Monday, October 23, 2006

Sweet language jumping:

The best thing about learning two close languages is that you can use your knowledge on one language to express yourself in the second, this is particularly helpful while writing but can be pretty embarrassing in oral expression as you start mixing accents and sometimes Englishing French words leading to a meaningless expression for example!

Now learning two radically different languages can be challenging, as it is impossible to use the words from one language to speak the other. However, it can be very fun, because you would find the same word in both languages but that have totally different meanings.

So here’s my majesty sharing some of my priceless knowledge!


This one’s a classic.

When we were in geometry class, we would learn about l’aire d’un carré, since we learn Math in French. The only problem’s that, in class, we only use French for the technical terms only. For example we would say:

Baddna Aire 3 cm2

Which could mean:

We need a surface of 3cm2


We need a 3cm2 Dick!

Yes my friends, air in Arabic means dick. Now in the Fus-ha it would be pronounced like Ayre with a “y” sound, but in the Lebanese dialect we’re too cool we say it Air. Our solution was to always say L’aire instead of just Aire but you know, mistakes are inevitable.

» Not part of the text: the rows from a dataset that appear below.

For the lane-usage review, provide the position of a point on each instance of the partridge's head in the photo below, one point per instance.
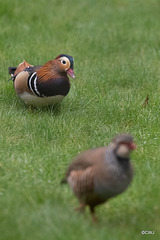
(66, 64)
(123, 145)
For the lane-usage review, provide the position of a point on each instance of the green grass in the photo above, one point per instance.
(116, 47)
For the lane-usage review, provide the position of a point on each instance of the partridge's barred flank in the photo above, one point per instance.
(43, 85)
(99, 174)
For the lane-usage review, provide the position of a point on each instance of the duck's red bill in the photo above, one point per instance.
(71, 73)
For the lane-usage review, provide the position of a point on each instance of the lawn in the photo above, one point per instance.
(116, 47)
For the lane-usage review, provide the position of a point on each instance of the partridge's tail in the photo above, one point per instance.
(64, 181)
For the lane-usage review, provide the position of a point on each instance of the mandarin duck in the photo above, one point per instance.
(43, 85)
(99, 174)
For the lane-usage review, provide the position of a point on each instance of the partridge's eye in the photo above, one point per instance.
(63, 62)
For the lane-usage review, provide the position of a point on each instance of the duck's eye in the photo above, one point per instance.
(63, 61)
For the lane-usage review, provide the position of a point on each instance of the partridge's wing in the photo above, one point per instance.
(87, 159)
(82, 182)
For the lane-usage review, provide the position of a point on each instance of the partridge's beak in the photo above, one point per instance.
(71, 73)
(132, 146)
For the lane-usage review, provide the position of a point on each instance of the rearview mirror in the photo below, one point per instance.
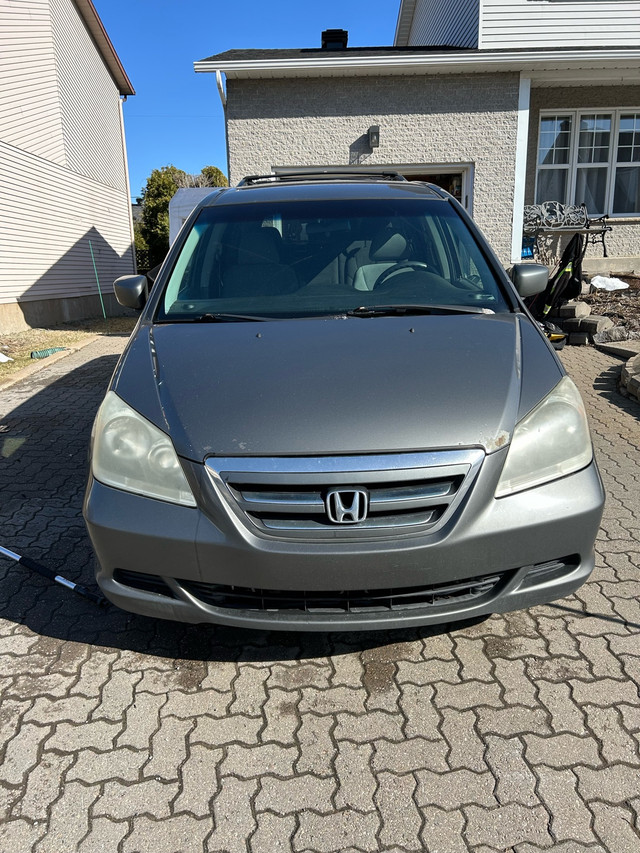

Of course, when someone goes abroad s/he uses an airplane, going through the airport first, with one of the companies Such as airFrance or I don’t know what. And we, the Lebanese, are too smug and too attached to our Occidental half, we can’t use the Arabic term: Khootoon Jawwiyyah……NOOOOOOOOOO that would be an insult to our sophistication. We have to say: Air. So from time to time you would hear someone say:

Ija Bi Air France

in normal days you would just understand:

He came with Air France

But when you’re slightly (or extremely) horny you would only understand:

He came in France’s Dick

Now this one poses little trouble to the Lebanese population since few people speak German around here. But it’s still interesting never the less. Apparently, Ähre means ear (like corn ear)I wonder if that can actually make sense, I mean think about it, the form’s the same, the purpose’s almost the same. Maybe Wheat and men have more in common than they would like to admit.


Nomad said...

funny :lol:

in french many prononciations look the same and the meaning is to find in the context, so we have to articulate and being logic :lol:

shlemazl said...

"He has a big corn" has only one meaning in several languages. It's not the agricultural one.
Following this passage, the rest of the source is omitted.